Geheimnisvoller ist Menschenblut. Vampirnächte landauf und landab erinnern an die Sehnsucht nach Unsterblichkeit. Ewige Jugend ist der Antrieb der Kultbälle mit Biss. Ein Gruseldekor mit leeren Särgen sorgt für die richtige Stimmung. Hinter der frivolen Maskerade steckt der Wunsch nach immerwährender Jugend durch die Einverleibung fremden Blutes. Um die Nabelschnur-Blutbanken ist es still geworden. In flüssigem Stickstoff gelagert sollen dereinst Stammzellen die Heilungschancen verbessern. Eine Art Lebensversicherung, die auf den medizinischen Fortschritt spekuliert. Vampire faszinieren nicht nur Teenies und Fasnachtfreaks, die mit Knoblauch beladen durch die Szene stolpern. Im Zürcher Triemlispital mussten sechzehn Probanden ihr eigenes Blut trinken. The Vampire Study misst die Konzentration von fäkalem Calprotectin, um chronisch-entzündliche Darmerkrankungen nachzuweisen. Die Ergebnisse scheinen nicht besonders ermutigend zu sein.
Das Verzehren von Artgenossen wird nur im äussersten Notfall toleriert. Der amerikanische Thriller Das Schweigen der Lämmer hat mit Hannibal Lecter einen kannibalistischen Psychiater erfunden, der es zu zwei Folgen und fünf Oscars schaffte. Ausnahmen gibt es immer. Etwa eine Fussballmannschaft, die in den ­Anden abstürzt. Idi Amin soll in seinen Tiefkühltruhen das Fleisch seiner portionierten Gegner gelagert haben. Solange der Zugang zu Ugandas Erdöl gesichert war, hat das keine europäische Regierung interessiert. Im konfuzianischen China sollen Kinder und Jugend­liche älteren Menschen einen Teil ihres Körpers, vorzugsweise ihre Schenkel, angeboten haben. Zum besseren Wohlbefinden. Der Respekt vor dem Alter war noch intakt. Die meisten weiblichen Säugetiere essen nach der Geburt ihre Plazenta. Für den Mutterkuchen als Wundermittel kursieren im Netz Rezepte. Promis ­empfehlen Lasagne, Globuli, Plazenta-Kapseln oder Smoothies. Sie sollen gegen die Wochenbettdepression und gegen Schmerzen helfen, das Immunsystem stärken und die Milchproduktion fördern. Noch macht die Wissenschaft um das Thema einen Bogen. Jonathan Swift, der englische Satiriker, schrieb 1729 A modest ­Proposal, eine Rezeptsammlung für die Zubereitung irischer Kinder zur Bekämpfung von Hungersnot und Überbevölkerung. Eine gezielte Provokation der englischen Oberschicht.
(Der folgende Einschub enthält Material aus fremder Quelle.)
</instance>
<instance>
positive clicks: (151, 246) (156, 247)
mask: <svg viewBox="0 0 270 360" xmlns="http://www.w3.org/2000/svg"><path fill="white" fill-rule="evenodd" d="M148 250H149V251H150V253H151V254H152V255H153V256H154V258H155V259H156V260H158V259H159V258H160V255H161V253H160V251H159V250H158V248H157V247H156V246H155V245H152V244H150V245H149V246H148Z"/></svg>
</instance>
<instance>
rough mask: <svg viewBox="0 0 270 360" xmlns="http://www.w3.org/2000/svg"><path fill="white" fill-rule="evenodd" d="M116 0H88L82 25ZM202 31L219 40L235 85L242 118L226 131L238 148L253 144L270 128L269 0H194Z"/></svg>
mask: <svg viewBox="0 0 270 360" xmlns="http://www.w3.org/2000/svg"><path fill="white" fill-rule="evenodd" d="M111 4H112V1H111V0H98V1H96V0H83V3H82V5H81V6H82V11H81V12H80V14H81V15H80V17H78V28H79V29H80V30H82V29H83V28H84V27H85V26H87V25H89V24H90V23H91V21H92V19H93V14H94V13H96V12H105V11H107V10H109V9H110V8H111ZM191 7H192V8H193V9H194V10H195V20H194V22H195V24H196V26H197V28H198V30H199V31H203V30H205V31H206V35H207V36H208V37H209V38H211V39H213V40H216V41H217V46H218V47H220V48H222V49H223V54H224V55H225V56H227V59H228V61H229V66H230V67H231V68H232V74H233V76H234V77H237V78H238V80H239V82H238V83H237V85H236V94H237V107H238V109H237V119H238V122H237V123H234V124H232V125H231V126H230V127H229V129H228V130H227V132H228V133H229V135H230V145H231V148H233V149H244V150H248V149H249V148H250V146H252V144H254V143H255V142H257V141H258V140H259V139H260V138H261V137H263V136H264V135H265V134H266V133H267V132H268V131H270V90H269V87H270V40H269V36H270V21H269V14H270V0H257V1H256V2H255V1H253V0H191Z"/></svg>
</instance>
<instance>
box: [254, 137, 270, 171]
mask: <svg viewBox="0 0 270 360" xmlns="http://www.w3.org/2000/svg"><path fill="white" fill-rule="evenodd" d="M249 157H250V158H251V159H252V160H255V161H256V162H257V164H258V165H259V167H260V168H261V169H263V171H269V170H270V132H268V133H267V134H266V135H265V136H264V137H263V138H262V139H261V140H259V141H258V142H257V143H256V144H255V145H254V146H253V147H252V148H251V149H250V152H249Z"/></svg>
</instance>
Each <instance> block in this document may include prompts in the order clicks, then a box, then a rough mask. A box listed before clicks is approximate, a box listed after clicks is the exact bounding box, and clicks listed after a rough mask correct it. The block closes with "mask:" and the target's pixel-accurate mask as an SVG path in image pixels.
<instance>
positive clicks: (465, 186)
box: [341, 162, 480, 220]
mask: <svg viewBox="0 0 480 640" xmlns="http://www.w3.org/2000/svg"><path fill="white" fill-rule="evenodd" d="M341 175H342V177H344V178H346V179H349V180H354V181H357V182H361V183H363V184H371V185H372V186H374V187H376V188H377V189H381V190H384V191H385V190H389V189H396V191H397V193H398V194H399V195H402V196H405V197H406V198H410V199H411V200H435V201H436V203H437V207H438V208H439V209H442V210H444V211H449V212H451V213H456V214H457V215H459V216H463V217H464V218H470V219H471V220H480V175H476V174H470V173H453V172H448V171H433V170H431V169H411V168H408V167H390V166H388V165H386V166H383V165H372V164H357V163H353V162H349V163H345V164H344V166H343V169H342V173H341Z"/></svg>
Ein Jahr nach dem ersten Bericht des Club of Rome, Die Grenzen des Wachstums, wurde die erste Ökodystopie gedreht. Im Film Soylent Green wird die darbende Bevölkerung mit grünen Sticks, angeblich aus Plankton, ernährt. Die Weltmeere sind längstens sterile Wüsten. Was da aufgetischt wird, kommt aus geheimen Fabriken, die Verstorbene verarbeiten. Auch eine Art Panazee, wenn es nur noch um das Überleben geht.